Does this mean that A-10 basketball brings in more money than MAC football?
The A-10 got 10 NCAA tourney credits last year. This site indicates that each credit is worth between 1.5 and 1.9 million (spread out over 6 years). They've averaged 8 credits/year over the past 5 years, so that's $12-17 million/year. Their TV contract is $5 mil/year, so they should distribute 17-22 million, or $1.06 - 1.38 million per school.
This site claims that the MAC's new contract gives them $650,000 per school per year. They've averaged 2 tourney credits per year over the last 5 years, ($3-3.8 mil total, or $250k-$310k/school), for a total of $900-960k per school.
[b]Am I doing this math right?[/b] If so, it would seem that for UMass, basketball brings in a lot more money than football.
I don't think you are doing the math right. Each tournament game played is worth roughly $250K/yr to the conference. So, if the A-10 were to play in 6 games every year (4 bids, two first round wins) they would get $1.5 million. If they average 8 games a year, they get $2 million.

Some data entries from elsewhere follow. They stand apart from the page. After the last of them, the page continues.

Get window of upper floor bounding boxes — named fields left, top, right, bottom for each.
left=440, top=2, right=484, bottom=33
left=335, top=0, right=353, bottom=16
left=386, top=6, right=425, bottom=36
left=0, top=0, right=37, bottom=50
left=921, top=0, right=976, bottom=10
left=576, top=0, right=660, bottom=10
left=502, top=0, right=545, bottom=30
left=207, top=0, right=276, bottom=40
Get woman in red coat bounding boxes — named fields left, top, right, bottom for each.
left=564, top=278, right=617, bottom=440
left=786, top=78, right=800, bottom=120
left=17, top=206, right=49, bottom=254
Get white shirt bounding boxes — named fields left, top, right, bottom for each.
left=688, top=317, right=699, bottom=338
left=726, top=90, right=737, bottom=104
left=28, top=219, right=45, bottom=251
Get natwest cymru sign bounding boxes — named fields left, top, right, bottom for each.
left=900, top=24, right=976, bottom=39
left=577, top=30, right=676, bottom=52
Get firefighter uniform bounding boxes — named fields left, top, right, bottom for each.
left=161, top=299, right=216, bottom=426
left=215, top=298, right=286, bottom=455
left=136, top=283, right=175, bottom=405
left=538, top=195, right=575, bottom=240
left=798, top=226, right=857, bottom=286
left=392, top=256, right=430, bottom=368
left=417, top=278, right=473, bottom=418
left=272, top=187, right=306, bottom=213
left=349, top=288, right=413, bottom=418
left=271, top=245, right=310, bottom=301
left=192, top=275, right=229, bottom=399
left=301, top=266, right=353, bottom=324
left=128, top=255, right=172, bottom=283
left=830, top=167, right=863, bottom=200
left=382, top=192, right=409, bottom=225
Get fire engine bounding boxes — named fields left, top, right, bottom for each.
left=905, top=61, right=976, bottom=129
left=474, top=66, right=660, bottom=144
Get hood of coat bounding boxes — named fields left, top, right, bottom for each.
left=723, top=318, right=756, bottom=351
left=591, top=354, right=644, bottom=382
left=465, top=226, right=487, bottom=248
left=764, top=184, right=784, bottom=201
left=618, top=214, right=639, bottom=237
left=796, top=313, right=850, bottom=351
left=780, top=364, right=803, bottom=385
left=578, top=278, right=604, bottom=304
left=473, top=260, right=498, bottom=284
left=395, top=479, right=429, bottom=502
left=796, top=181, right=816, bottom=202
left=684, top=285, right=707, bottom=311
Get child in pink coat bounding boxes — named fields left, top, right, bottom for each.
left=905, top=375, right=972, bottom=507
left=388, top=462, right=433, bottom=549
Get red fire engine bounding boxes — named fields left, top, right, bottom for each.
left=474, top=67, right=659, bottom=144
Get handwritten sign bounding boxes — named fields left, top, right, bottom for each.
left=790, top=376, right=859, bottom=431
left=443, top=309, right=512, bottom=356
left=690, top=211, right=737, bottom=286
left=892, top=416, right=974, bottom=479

75% of that money goes to the team that earned the credits, and 25% is divided equally among the 13 members. So, if UMass didn't play in any games during the preceding 6 years, and the A-10 averaged 8 games during that stretch, UMass would get 1/13th of $500K, or a little under $40K per year.
If UMass got invited twice, and won one game, they would have played in 3 games total. At 3 X $250K per game, X 75% for the participant, they would get an additional $560K spread over 6 years, or an average of an additional $90K per year.
So their distribution from NCAAT revenue is probably more in the $100-150K per year range. Add $400K per year from the TV contract and you are receiving $500-550K per year from the A-10. If you are a member of an FBS conference, you will get roughly $1.3 million from the CFP, plus whatever their TV payout is.
Gate receipts are not a significant revenue producer for UMass, so that would only potentially be a factor if they were invited to the AAC, but that's highly unlikely to happen. If the MAC TV deal is worth $800K per school, then it would seem like staying in the MAC at $2 million plus per year is a much better deal than being indy in football and in the A-10 for hoops.
But that's only the revenue side, so you have to also consider any extra travel cost associated with not being in a northeast regional conference. Any way you slice it, UMass doesn't seem to have any options available to it that will let them operate even close to black numbers. The school is going to have to heavily subsidize athletics for the foreseeable future.
The fact is that any difference in conference revenues will be dwarfed by the amount of the subsidy required - enough so that it probably shouldn't even be a factor in their decision. If UMass wants to play FBS football for university marketing reasons, they should do it. But they sure aren't doing it for the money. Their football program isn't going to break even any time soon.